It just doesn’t get much balder than this. The international press are announcing world government and nationalization strategies while we sleepwalk our liberty away. When you and your family are owned by debt, surveilled, and regulated to within an inch of your life in the future, will you at least be able to say that you spoke up about it? That you got involved in the discussion, pro or con? The most dangerous thing about the centralization of power, whatever its efficiencies may be in a command and control setting, is that no matter how benevolent the intentions of any new system of international governance, it lacks the safeguards, the firewalls that the borders of nation-states naturally provide to imperial or tyrannical aspirations. While one country may go rogue, others are insulated by their cultural and institutional traditions. This will not be the case under ‘global governance’, a weasel term this site has derided in the past.
Strobe Talbott, advisor to the Managing Global Insecurity report and President of The Brookings Institute as noted in the article below, declared in 1992 that “In the next century, nations as we know it will be obsolete; all states will recognize a single, global authority. National sovereignty wasn’t such a great idea after all.” This commentary continues to be reflective of the Fabian cast of mind that has so seized our formerly democratic institutions. The spin on this article is that it may take quite some time yet – but it is worthwhile considering that, in light of recent calls for vast discretionary powers to be handed to global monetary institutions, incremental steps in this direction will have real consequences, too, and there needs to be a viable political resistance so that this agenda does not sail through unopposed.

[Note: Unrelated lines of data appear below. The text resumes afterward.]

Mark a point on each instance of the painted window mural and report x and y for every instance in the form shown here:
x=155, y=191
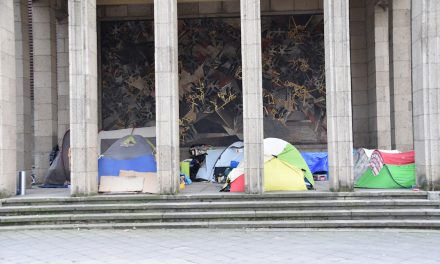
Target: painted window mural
x=210, y=78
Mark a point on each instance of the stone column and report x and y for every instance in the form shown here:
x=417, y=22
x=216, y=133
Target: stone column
x=23, y=98
x=400, y=75
x=252, y=95
x=167, y=95
x=338, y=85
x=83, y=97
x=378, y=76
x=7, y=100
x=426, y=91
x=63, y=76
x=361, y=136
x=45, y=89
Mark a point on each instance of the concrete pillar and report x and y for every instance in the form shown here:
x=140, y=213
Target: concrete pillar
x=45, y=89
x=167, y=95
x=338, y=85
x=426, y=91
x=83, y=97
x=252, y=95
x=23, y=97
x=7, y=100
x=378, y=76
x=400, y=75
x=63, y=76
x=359, y=83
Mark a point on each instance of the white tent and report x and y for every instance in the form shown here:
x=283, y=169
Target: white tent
x=233, y=152
x=206, y=171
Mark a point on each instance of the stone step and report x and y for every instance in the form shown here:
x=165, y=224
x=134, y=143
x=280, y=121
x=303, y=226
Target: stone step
x=420, y=214
x=142, y=198
x=399, y=223
x=227, y=206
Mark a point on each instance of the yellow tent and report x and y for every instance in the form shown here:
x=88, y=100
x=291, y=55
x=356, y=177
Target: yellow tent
x=281, y=176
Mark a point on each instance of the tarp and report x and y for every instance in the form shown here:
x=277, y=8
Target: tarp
x=317, y=161
x=389, y=177
x=379, y=158
x=59, y=172
x=206, y=171
x=107, y=138
x=128, y=153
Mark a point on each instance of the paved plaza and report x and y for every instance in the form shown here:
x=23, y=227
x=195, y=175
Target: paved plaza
x=220, y=246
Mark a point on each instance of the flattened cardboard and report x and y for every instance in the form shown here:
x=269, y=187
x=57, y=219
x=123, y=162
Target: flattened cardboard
x=151, y=184
x=121, y=184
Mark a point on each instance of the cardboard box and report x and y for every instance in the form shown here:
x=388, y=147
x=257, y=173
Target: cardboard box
x=150, y=183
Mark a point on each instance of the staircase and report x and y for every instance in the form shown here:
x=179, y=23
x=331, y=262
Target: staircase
x=387, y=209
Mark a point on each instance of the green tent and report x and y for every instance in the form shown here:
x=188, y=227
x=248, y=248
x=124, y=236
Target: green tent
x=284, y=151
x=389, y=177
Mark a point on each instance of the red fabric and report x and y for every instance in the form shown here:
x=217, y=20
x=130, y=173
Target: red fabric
x=397, y=158
x=379, y=158
x=238, y=184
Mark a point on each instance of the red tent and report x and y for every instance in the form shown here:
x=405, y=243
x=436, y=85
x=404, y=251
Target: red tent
x=379, y=158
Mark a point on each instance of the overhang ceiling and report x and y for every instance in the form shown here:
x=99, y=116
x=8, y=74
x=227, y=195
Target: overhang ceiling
x=125, y=2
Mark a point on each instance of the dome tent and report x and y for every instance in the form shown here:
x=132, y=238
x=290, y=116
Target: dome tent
x=284, y=151
x=284, y=169
x=131, y=152
x=389, y=171
x=219, y=159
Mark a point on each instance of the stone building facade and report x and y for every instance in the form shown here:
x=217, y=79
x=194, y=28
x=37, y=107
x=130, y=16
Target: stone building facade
x=382, y=87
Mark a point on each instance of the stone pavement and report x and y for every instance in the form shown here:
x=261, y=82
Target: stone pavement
x=220, y=246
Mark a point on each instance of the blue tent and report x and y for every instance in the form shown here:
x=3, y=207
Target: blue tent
x=128, y=153
x=317, y=161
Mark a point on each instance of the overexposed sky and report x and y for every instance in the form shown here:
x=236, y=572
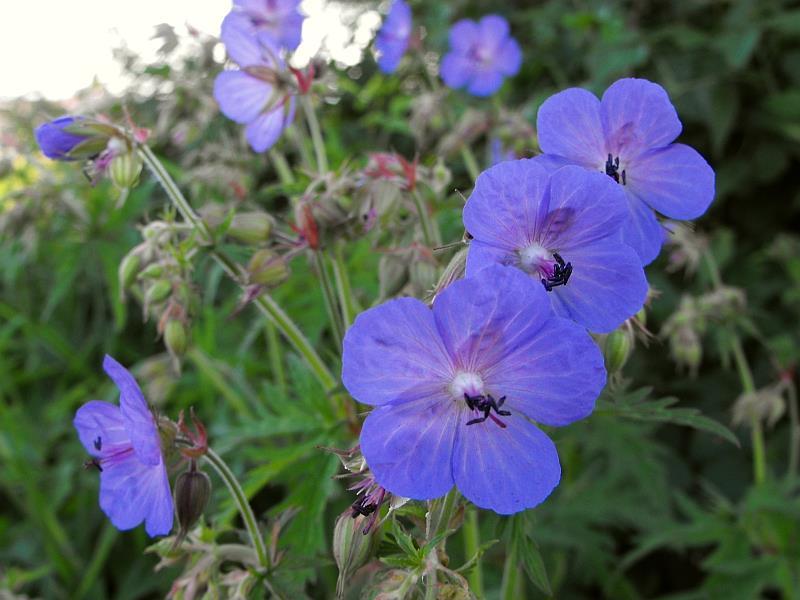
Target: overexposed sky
x=53, y=48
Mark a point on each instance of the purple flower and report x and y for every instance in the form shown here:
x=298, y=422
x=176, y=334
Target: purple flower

Gideon Rachman, Financial Times
December 8, 2008
I have never believed that there is a secret United Nations plot to take over the US. I have never seen black helicopters hovering in the sky above Montana. But, for the first time in my life, I think the formation of some sort of world government is plausible.
A “world government” would involve much more than co-operation between nations. It would be an entity with state-like characteristics, backed by a body of laws. The European Union has already set up a continental government for 27 countries, which could be a model. The EU has a supreme court, a currency, thousands of pages of law, a large civil service and the ability to deploy military force.
So could the European model go global? There are three reasons for thinking that it might.